Why the March Retail “Crunch” Won’t Matter

Stocks plunged this morning while banks continued to reveal poor earnings. Bank of America (NYSE: BAC) reported a 45% decrease in first-quarter profits before the market opened, following JPMorgan’s (NYSE: JPM) equally disappointing numbers from Tuesday.

But the real story today is the Commerce Department’s newly released consumer and manufacturing statistics. In March, retail sales fell by 8.7%. That’s the biggest decline measured by the government ever. Meanwhile, New York regional manufacturing activity sunk an astonishing 78.2%.

Both numbers come by way of the COVID-19 crisis, meaning investors expected reduced productivity.

What they weren’t ready for, however, was the sheer magnitude of the retail and manufacturing losses.

Especially so early into the outbreak.

Analysts now predict even worse drops in April with 90% of the U.S. in “shutdown” mode.

“The economy is clearly in ruins here,” said Chris Rupkey, chief financial economist at MUFG Union Bank, in response to the reports.

“Nobody is buying cars, down 25.6%, nobody is buying furniture, down 26.8%, and eating and drinking places were down 26.5%.”

Rupkey continued, contrasting the current situation to the financial crisis:

“Retail sales in the fourth quarter of 2008 fell over 8%, but that was over three months,” he said.

“This was just one month […] Consumers are hunkering down at home, only venturing out to go to the grocery store. It’s lights out today, and as far as we can tell, it’s going to be worse next month.”

BMO senior Treasury strategist Jon Hill believes last month’s decline could even lead to a depression.

“It’s really going to be not only a function of infections declining and whether there’s a vaccine, but how will the economy be able to reopen and how quickly, given the depth of the hit to the labor market,” he said.

“These are very different types of recessions. One is broader economic impact. This is a sudden stop. It’s not surprising that things are economically skewed, but we’re not playing by typical economic rules. We’re playing by health policy rules.
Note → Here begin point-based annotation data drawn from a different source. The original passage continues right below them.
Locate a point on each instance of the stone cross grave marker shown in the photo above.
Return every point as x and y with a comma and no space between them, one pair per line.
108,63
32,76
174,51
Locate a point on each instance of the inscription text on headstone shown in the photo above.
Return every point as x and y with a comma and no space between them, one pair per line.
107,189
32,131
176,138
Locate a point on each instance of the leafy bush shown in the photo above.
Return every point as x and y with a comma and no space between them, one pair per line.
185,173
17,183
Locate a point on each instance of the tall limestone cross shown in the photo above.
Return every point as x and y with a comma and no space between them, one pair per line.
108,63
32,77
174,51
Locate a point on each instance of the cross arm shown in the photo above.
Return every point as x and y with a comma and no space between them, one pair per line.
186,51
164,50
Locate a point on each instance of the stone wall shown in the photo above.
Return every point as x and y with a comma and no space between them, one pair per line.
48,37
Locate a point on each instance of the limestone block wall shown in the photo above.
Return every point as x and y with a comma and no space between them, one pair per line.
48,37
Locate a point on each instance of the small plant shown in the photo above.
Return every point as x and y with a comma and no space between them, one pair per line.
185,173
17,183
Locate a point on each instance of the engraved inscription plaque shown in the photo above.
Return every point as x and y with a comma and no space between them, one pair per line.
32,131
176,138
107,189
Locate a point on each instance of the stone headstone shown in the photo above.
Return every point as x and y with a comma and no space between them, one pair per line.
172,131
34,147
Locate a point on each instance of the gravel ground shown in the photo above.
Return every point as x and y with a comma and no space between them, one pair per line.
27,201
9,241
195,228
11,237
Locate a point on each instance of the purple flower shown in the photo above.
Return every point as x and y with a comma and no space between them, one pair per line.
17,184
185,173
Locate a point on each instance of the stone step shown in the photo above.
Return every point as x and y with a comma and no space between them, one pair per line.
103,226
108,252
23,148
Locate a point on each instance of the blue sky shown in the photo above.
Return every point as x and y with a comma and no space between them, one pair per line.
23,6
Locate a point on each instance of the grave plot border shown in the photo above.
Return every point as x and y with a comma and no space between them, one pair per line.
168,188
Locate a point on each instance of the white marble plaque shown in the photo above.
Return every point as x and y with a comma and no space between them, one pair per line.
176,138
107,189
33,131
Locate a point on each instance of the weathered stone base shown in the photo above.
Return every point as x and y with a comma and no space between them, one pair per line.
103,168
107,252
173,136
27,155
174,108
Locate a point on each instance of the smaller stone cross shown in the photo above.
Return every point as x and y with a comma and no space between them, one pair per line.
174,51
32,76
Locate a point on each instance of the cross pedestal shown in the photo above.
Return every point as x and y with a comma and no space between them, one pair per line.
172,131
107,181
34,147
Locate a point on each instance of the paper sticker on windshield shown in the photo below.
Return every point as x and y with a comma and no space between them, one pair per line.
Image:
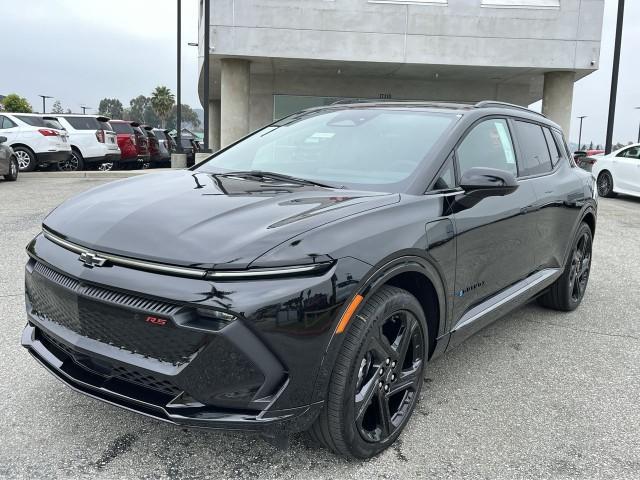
505,141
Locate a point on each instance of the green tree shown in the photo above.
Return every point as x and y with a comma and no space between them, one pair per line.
15,103
57,107
162,101
137,107
110,107
189,116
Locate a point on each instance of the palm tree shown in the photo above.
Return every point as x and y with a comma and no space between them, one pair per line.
162,101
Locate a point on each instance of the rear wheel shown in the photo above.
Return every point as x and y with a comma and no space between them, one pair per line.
567,292
73,163
605,184
26,159
377,376
12,176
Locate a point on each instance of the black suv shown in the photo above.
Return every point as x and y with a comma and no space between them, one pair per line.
302,278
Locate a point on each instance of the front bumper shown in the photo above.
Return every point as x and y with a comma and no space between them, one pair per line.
263,371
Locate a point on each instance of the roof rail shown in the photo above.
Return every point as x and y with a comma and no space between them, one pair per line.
495,103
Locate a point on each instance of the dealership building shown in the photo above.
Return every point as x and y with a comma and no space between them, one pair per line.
270,58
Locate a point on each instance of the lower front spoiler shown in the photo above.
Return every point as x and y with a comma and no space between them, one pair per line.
156,405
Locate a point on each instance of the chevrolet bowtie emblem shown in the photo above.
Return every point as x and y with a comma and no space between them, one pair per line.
91,259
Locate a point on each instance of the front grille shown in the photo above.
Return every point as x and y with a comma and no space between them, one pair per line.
146,380
123,373
98,313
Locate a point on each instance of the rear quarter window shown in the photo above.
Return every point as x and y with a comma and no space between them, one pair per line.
121,127
84,123
534,154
It’s going to be hard for [Treasury] rates to sell off in any meaningful fashion.”

And in his commentary, Hill highlights the crux of the issue:

This is a health crisis, not specifically an economic one. It could certainly head that way if the economy remains closed for too long, but at present, it simply isn’t.

The economy was humming along just fine before COVID-19 hit. Remember how everyone was predicting a recession in 2018, in response to the trade war?

It never happened. Instead, productivity soared. Unemployment hit record lows.

The March retail and manufacturing statistics, while worse than analyst estimates, should not be surprising in the slightest. The U.S. is, after all, in uncharted territory.

Anything can and will happen. As a result, attempting to gauge the precise economic impact of COVID-19 ahead of time is a fool’s errand. The market already knows things are going to look bad for quite a while.

What truly matters is its response to a recovery. Or, at the very least, the belief that a recovery is coming.

If President Trump says tomorrow that he’s ready to open the economy back up on May 1st, stocks will soar. Poor quarterly earnings and economic data will fall by the wayside as bulls retake control. If he extends the lockdown to June, look out below.

The COVID-19 pandemic rattled the U.S. economy. There’s no doubt about it. I can guarantee you that April’s retail and manufacturing numbers will look terrible, too.

But, thankfully, none of that will matter if the U.S. snaps back by Q3. And with new coronavirus cases on the decline, it seems as though we’re headed in that direction.

Regardless of how disappointed analysts may currently be.